One of the major tactics employed by the Taliban is the use of IEDs; US military commanders have been increasingly concerned by the number of deaths caused by the use of IEDs. Year 2010 saw a considerable jump over the number of fatalities over 2009 due to IEDs. Year 2011 saw some decline yet the number of total fatalities (492) and the portion (252) of fatalities due to IEDs was quite large. Years 2012 and 2013 have seen a decline in IED fatalities.


IED Fatalities5


Another tactic used by the Taliban has been to increase the use of infiltrators into the ANSF and cause maximum causalities to both ANSF and coalition troops. This is further supplemented by Taliban’s leadership’s instructions that civilian casualties should be avoided. Evidently, the Taliban is attempting to shape the perceptions of the common populace and win them over through improved relations with local leaders and elders and use local Imams and teachers to indoctrinate students in Taliban ideology and outlook.6 Added to this is another developing trend though as yet not very pronounced wherein ANSF have been concluding local ceasefires and making many other such arrangements with the insurgents. The ISAF for the time being thinks that such pacts may prove to be beneficial to impart some flexibility and stability in post-2014 situation. However, adverse effects of such arrangements should not be underestimated as the past experience dictates that such understandings have been used by the Taliban to expand and consolidate their influence and presence7.

Further, according to the Pentagon estimates, there is a large core of the Taliban which remains loyal to the Taliban insurgency headed by Mullah Omar headquartered at Quetta.

Uncertainty over Quantum of US/ISAF Forces

There have been many statements made by the US leadership that the US and coalition troops are going to stay in Afghanistan though no quantity has been agreed upon as yet. Gen. James Mattis, Commander of US Central Command before retiring in March, stated that a total of 20,000 troops (13,600 of US and balance by other NATO partners) would stay post-2014; while Lt. Gen. Dunford, Commander of US/ISAF forces in Afghanistan had not indicated any numbers when questioned by Senate Armed Services Committee. AT a NATO meeting in February 2013, the size of force remaining behind in post-2014 was mentioned as 8,000 to 12,000 US forces and about 5,000 from other partners of the coalition. The residual force is to consist of ‘trainers and mentors’ with unspecified number of counter-terrorism forces. But the size of residual forces still remains a question mark with some analysts even assessing that the Americans might renege on their long term commitment and pull out lock stock and barrel if the situation worsens in the coming years; if not in 2014, it might fully withdraw by say 2016. The objective of such a residual force is ‘to ensure sustainable stability until Afghans can provide for their own security’.
Quantum of western troops staying back after the end of their combat mission in December 2014 has become contingent on the conclusion a BSA which would determine the status and role of U.S. forces. The main demand of the US is that the US forces should remain outside the jurisdiction of the Afghan law and be subject to the US military courts. The US is keen that ANSF handle their own security needs and is ready to leave behind some troops in advisory and training capacity but for protection of the US troops, BSA is necessary. There is also a mention of a ‘Zero Option’ i.e. no troops stay behind if BSA is not concluded but then this may be only a tactic to force the Afghans to sign the BSA. Eventually, the BSA may be signed in some form or the other as the interests of both sides are aligned. On the other hand, a demand for similar agreement by the US forces in Iraq failed to materialize and the American troops had to withdraw.

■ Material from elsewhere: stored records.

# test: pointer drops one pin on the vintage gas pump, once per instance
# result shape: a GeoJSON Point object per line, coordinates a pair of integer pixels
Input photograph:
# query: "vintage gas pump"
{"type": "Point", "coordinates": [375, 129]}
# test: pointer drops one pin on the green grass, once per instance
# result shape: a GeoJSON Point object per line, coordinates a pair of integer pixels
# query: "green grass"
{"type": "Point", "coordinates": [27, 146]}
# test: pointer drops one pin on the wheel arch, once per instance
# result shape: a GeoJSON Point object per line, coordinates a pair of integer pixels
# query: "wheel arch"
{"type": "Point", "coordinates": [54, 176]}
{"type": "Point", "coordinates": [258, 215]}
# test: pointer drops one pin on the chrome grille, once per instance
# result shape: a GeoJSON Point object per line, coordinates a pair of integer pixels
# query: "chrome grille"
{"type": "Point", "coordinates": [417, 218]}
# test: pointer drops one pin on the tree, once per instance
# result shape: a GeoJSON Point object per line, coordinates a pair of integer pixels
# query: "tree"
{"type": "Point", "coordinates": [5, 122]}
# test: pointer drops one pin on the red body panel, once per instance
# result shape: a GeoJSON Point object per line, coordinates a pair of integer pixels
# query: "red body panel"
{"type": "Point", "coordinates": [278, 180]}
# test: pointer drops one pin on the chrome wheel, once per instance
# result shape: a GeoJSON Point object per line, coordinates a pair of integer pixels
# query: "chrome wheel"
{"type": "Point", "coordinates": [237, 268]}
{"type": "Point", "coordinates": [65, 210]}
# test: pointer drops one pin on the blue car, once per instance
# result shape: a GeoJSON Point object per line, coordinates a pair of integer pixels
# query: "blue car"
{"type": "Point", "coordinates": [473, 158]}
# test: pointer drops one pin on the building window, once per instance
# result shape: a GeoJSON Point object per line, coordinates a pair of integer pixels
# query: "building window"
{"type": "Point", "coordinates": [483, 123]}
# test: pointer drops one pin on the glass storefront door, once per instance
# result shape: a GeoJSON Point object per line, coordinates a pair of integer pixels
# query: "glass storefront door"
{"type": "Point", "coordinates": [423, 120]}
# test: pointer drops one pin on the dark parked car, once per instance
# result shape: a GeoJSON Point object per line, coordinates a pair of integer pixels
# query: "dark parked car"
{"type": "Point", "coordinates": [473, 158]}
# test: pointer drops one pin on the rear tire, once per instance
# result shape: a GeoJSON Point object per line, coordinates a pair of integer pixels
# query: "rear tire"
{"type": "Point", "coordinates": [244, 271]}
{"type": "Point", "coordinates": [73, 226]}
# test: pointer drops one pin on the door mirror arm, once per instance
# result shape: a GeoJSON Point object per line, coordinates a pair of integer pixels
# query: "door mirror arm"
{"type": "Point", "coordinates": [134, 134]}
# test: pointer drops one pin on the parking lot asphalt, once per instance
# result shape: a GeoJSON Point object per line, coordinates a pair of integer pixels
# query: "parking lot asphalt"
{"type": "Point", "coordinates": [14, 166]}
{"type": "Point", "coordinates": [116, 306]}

The above problems would be further compounded by an under resourced, under equipped and not fully trained security forces.

ANSF Development

The planned strength of 352,000 (195,000 ANA and 157,000 ANP) has not been achieved due to various contextual factors. There are plans to reduce the strength to 228,500 by 2018 so that Afghanistan is able to sustain its forces (financially more viable) However, according to a US GAO report released in October 2013 the ANSF may be short by over 15,000 personnel and the efficiency or training levels have been lowered in assessment procedures. A claimed improvement in the effectiveness of Afghan security forces has been partly due to the lowering of standards by U.S.-led forces.




As mentioned earlier, the annual attrition rate for the Afghan Army is now 35 percent, according to U.S. military commanders, provoking an enormous churn in the ranks.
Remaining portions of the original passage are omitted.